Um reclamante pediu na Justiça do Trabalho a condenação de seus ex-empregadores ao cumprimento de obrigações trabalhistas, como a anotação de sua carteira de trabalho, entre outras. Em sua ação, ele indicou como reclamados uma microempresa, uma grande indústria de móveis e dois sócios da microempresa. Mas, após analisar os documentos juntados ao processo, o juiz Alexandre Reis Pereira de Barros ficou surpreso ao descobrir que o reclamante não era empregado, mas, sim, sócio da microempresa. Em sua atuação na 32ª Vara do Trabalho de Belo Horizonte, o magistrado se deparou com essa situação inusitada e constatou que o reclamante mentiu em juízo, uma vez que sequer alegou fraude na modalidade de contratação com o intuito de mascarar a alegada relação de emprego.
No caso, o juiz sentenciante observou que os comprovantes de entrega postal da notificação para os dois sócios da microempresa reclamada foram assinados por pessoas diferentes. Para evitar uma possível alegação de invalidade da citação, o magistrado determinou, por cautela, que fosse feita a pesquisa dos endereços dos sócios da microempresa junto ao sistema INFOJUD. E nessa pesquisa foram constatados endereços diferentes dos mencionados na petição inicial, fato que levou o julgador a examinar o contrato social, juntado ao processo pelo próprio reclamante, a fim de verificar os motivos que teriam levado o autor a indicar endereços errados dos sócios da microempresa. “E qual não foi a minha surpresa, ao constatar que o reclamante também era sócio!” , pontuou o magistrado.

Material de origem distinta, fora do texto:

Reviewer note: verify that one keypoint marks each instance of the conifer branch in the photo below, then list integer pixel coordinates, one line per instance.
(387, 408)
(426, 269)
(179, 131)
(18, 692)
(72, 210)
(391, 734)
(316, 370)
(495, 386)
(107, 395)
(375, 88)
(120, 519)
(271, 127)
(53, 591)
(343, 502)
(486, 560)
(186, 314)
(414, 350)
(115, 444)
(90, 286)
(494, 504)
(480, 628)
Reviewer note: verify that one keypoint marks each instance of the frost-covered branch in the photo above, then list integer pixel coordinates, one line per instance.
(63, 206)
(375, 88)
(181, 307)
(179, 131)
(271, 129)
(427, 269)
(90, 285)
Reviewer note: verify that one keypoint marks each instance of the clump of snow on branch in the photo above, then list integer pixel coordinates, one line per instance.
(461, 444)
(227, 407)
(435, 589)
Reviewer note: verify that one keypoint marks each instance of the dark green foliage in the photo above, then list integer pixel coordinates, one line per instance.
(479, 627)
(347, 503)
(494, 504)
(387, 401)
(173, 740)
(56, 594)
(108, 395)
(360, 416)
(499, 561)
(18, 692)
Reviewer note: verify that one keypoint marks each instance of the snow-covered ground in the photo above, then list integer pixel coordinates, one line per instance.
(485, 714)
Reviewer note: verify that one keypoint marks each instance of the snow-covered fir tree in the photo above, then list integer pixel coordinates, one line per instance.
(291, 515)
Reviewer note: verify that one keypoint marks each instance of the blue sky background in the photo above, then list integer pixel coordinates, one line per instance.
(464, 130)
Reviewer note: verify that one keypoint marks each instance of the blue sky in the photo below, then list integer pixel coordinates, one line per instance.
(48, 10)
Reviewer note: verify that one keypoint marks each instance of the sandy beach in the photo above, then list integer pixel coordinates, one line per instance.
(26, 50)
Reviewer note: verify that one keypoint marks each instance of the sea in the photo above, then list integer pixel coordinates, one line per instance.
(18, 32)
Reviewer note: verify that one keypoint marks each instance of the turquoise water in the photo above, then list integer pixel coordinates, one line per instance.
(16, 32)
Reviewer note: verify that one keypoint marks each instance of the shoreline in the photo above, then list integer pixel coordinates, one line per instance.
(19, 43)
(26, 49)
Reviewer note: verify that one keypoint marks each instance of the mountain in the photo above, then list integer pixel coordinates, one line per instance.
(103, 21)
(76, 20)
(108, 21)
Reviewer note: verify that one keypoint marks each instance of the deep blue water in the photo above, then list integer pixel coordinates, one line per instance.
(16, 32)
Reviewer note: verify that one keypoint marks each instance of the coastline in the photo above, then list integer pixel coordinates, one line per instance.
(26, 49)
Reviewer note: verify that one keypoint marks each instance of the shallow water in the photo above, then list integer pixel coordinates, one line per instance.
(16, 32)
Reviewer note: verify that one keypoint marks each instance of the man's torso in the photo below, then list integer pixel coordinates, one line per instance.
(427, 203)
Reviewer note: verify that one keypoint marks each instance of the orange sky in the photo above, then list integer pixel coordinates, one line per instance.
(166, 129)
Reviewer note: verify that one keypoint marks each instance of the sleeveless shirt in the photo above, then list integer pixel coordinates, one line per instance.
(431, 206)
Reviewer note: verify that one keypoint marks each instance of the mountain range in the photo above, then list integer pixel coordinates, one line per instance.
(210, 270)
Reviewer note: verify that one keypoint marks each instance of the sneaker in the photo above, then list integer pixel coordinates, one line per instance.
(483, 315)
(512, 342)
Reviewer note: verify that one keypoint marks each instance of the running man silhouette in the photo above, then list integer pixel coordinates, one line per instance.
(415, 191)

O documento comprovou que o reclamante ingressou na sociedade em 22/08/2012, com 10% de participação. O julgador observou que a data do registro da alteração contratual é, inclusive, compatível com a data indicada na petição inicial como tendo sido de início da prestação de serviços. Conforme acentuou o juiz, não há indícios de que o caso seja de sociedade de “fachada” ou de eventual fraude para “mascarar” uma suposta relação de emprego, até porque nada disso foi mencionado pelo reclamante na petição inicial. Ele alegou apenas que teria sido contratado sem registro em sua CTPS, mas não disse que teria sido, por exemplo, obrigado a integrar a sociedade, sob pena de não ser admitido, ou que teria havido algum vício de consentimento, de forma a tornar nulo o contrato social. Portanto, o julgador concluiu que, sendo o reclamante sócio da microempresa e válido o contrato social, ele não poderia pleitear direitos tipicamente trabalhistas, a começar do registro da CTPS.
Diante desse quadro, o juiz sentenciante indeferiu o pedido de concessão do benefício da justiça gratuita pelo fato de o reclamante ter mentido em juízo, o que, na visão do julgador, faz cair por terra a presunção de veracidade contida na declaração de pobreza. Ademais, o fato de ser empresário também faz presumir que o reclamante possui condições de arcar com os encargos processuais. Como o reclamante faltou com a verdade ao omitir situação essencial para a correta compreensão de todas as particularidades da causa, com evidente prejuízo ao direito de defesa dos demais reclamados, o juiz sentenciante o condenou ao pagamento de multa correspondente a 1% do valor da causa, além de 10% a título de indenização pelos prejuízos causados à indústria de móveis.
Ao finalizar, o julgador deixou registradas na sentença as suas impressões sobre o caso: “O que concluo é que, com o encerramento das atividades da primeira Reclamada, houve alguma desavença entre os sócios e o Reclamante resolveu se vingar ou mesmo transportar para uma ação trabalhista suas eventuais insatisfações, até mesmo em função das notórias vantagens desse tipo de ação, em relação às que tramitam na Justiça comum, quando sócios se desentendem. Mas o fato, para resumir e para terminar (que esta ação já tomou tempo demais do Judiciário), é que o Reclamante era sócio da primeira Reclamada e em momento algum alega ou comprova que tal situação seria nula ou fraudulenta. Registro, para que não se alegue omissão, que as conclusões acima tornam irrelevante a revelia da primeira Reclamada, não se lhe aplicando, portanto, a pena de confissão” .
O reclamante recorreu da decisão, mas o recurso não foi aceito porque o recorrente não pagou as custas e nem o depósito recursal, requisito indispensável para a admissão do recurso, já que houve condenação em dinheiro (multa por litigância de má-fé).